Evo Morales, campione delle 36 diverse popolazioni che hanno sofferto, e soffrono, la sottomissione al potere coloniale e alle vere caste che spremono da secoli gli Indio, doveva trovare una forma di sintesi mistica alla dialettica fra la propria vocazione tardocomunista e la nuova teologia della liberazione portata a San Pietro dal vescovo argentino. Un gesuita, che appartiene allo stesso ordine di padre Luis Espinal, «ucciso da coloro che non potevano sopportare il messaggio evangelico che lui diffondeva», come ha detto Francesco.
L’ha trovata in un encomiabile sforzo di immaginazione lignea, forse non riuscitissimo esteticamente e destinato a un ruolo marginale fra opere di Michelangelo o di Bernini, dove la metafora del Cristo martirizzato sulla falce e martello si presta a contraddittorie letture, ma sicuramente meno crudele del cammello che il governo del Mali offrì al presidente Hollande per ringraziarlo dell’aiuto nella lotta all’islamismo violento. Gesto che finì malissimo per il povero animale rispedito, dopo numerose prove di incompatibilità con il palazzo dell’Eliseo, a una famiglia maliana che procedette, non avendo altra sistemazione e probabilmente avendo invece molta fame, a trasformarlo in un succulento stufato. Lo sguardo allibito, ma garbato, del Papa che si richiama a San Francesco davanti a un artefatto che agli italiani meno giovani avrà ricordato Don Camillo e Peppone e ai più giovani gli stereotipi sul cattocomunismo, ha segnalato una misericordia e una comprensione che i critici darte e i curatori dei Musei Vaticani difficilmente avranno, per l’oggetto. Ma un politico come Morales, incastrato fra il populismo che lo ha trionfalmente eletto e il 78 per cento della popolazione che ancora si proclama parte della Chiesa di Roma, altro non avrebbe potuto fare, per sposare gli estremi culturali e umani della propria nazione.

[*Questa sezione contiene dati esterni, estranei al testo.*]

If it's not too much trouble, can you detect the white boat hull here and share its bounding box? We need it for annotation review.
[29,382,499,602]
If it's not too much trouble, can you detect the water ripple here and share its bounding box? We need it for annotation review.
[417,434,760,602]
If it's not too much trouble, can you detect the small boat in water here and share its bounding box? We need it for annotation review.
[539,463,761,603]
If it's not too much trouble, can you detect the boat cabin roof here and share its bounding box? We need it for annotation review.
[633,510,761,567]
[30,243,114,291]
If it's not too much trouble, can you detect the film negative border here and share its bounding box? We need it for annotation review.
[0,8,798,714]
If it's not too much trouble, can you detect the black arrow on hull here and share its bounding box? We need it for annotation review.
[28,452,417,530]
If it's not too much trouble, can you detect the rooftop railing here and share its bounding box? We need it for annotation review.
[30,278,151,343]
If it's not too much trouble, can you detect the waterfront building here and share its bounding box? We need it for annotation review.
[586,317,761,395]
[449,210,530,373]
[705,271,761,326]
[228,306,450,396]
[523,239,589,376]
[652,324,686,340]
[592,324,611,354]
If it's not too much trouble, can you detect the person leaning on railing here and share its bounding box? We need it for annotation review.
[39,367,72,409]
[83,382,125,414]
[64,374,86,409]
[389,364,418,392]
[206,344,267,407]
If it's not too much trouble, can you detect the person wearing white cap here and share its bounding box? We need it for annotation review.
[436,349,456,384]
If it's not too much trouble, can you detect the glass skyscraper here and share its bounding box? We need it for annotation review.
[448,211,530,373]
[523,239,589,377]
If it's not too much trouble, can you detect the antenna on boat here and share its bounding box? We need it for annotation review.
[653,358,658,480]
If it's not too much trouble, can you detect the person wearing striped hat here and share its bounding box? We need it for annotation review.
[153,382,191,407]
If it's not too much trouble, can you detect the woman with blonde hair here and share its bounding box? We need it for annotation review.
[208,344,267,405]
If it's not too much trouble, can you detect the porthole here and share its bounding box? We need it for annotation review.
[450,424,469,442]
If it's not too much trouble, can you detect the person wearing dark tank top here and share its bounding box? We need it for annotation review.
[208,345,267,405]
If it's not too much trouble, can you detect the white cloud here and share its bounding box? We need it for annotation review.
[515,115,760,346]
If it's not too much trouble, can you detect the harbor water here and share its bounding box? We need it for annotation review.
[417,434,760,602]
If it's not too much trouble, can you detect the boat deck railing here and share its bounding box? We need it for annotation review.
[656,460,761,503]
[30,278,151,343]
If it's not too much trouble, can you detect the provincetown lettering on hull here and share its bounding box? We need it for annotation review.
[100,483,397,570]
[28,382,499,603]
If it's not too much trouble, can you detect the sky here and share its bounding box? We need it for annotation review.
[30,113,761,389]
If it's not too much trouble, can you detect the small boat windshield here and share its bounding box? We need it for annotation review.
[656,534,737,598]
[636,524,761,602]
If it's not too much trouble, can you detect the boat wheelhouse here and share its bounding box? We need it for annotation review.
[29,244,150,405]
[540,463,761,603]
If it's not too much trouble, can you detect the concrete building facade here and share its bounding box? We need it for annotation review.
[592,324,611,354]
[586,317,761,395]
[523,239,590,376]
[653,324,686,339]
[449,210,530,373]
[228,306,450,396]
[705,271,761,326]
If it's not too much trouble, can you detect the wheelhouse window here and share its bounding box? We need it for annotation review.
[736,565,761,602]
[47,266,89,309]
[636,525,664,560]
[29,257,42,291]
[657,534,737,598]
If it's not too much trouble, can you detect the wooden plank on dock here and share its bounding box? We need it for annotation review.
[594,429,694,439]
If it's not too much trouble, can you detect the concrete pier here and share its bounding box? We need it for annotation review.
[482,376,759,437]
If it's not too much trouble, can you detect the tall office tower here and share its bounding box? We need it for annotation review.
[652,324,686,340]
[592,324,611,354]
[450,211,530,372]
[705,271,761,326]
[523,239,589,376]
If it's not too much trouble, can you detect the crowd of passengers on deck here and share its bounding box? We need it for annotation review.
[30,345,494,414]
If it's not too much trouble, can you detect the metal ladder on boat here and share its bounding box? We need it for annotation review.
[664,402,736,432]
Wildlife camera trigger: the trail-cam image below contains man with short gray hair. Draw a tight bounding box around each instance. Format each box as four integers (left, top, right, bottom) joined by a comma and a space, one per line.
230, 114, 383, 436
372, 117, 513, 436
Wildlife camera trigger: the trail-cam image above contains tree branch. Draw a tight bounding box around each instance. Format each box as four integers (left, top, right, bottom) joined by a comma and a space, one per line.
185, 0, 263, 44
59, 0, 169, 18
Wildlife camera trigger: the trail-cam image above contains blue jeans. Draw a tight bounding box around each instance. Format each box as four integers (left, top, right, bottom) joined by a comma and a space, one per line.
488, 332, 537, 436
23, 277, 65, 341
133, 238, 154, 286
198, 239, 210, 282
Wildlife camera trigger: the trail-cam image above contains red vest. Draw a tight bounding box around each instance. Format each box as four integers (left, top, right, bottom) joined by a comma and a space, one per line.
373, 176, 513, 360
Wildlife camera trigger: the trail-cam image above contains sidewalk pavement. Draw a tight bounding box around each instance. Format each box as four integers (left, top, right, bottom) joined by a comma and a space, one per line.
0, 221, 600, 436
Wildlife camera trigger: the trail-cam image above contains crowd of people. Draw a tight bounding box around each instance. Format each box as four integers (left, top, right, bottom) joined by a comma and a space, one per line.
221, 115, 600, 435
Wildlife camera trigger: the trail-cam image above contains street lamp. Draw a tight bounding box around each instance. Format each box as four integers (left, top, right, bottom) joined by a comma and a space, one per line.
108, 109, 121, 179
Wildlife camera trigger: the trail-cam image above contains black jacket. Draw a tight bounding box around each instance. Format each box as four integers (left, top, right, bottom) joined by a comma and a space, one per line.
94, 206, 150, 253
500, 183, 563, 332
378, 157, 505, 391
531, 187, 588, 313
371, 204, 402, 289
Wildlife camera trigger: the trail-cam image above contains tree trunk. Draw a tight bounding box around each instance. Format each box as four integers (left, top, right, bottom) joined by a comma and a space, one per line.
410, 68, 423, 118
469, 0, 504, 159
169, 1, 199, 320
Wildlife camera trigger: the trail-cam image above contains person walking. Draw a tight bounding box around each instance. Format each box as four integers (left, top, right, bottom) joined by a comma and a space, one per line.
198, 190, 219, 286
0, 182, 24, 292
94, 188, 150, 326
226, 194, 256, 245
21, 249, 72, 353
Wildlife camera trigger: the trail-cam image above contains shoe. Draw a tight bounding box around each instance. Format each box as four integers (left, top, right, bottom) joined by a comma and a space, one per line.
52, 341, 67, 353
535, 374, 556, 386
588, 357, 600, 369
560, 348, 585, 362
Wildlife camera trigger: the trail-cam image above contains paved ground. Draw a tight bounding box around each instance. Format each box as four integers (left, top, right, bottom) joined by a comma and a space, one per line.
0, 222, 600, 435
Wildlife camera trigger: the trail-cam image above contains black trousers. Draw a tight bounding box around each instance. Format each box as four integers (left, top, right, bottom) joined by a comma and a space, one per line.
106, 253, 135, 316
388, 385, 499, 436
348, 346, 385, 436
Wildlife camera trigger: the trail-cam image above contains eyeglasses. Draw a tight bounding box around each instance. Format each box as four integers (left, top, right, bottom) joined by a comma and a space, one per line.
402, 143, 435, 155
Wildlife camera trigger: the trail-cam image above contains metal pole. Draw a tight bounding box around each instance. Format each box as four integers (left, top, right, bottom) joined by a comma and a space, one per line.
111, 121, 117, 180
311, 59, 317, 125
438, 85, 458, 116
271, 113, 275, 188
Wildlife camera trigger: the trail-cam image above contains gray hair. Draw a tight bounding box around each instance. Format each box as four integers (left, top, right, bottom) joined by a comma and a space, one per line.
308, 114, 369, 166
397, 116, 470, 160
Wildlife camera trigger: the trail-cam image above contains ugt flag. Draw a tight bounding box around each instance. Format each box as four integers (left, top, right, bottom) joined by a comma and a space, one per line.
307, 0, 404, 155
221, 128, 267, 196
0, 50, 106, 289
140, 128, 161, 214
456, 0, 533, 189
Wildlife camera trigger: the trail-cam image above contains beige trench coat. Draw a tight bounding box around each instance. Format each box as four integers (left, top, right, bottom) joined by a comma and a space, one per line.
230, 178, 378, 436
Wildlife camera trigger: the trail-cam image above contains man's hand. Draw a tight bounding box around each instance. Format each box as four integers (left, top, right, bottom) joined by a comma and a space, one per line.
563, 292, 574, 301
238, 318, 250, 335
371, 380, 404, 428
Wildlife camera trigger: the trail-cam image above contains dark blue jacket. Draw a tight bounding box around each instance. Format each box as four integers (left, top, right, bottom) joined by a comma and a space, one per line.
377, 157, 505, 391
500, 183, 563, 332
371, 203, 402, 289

Il sincretismo religioso e la mescolanza di sacro e profano sono ovunque il segno più profondo della spiritualità nel Centro e nel Sud America, fra teologie della Liberazione, vescovi d’assalto come l’Helder Camara di Recife, preti guerriglieri e prodotti dei collegi dei Gesuiti come Fidel Castro. Nei loro viaggi e visite nelle cattedrali neocoloniali dell’America ispanica, i Papi, come Giovanni Paolo II a Cuba, fingono di non sapere quali culti esoterici e fedi popolari si nascondano dietro Madonne e Santi apparentamente ortodossi. La crocifissione del Cristo a quella falce e martello che aveva proclamato nella propria dottrina ufficiale non soltanto l’ateismo ma la persecuzione contro la religione, non è in fondo più empia dei culti per i serpenti, le divinità e gli dei del mare nascosti dietro i simboli del cattolicesimo a galla tra Santeria e Catechismo. Non soltanto la religione non è più l’oppio dei popoli per il neo marxismo andino alla Morales. Può essere addirittura stimolante, come una manciata di foglie di coca.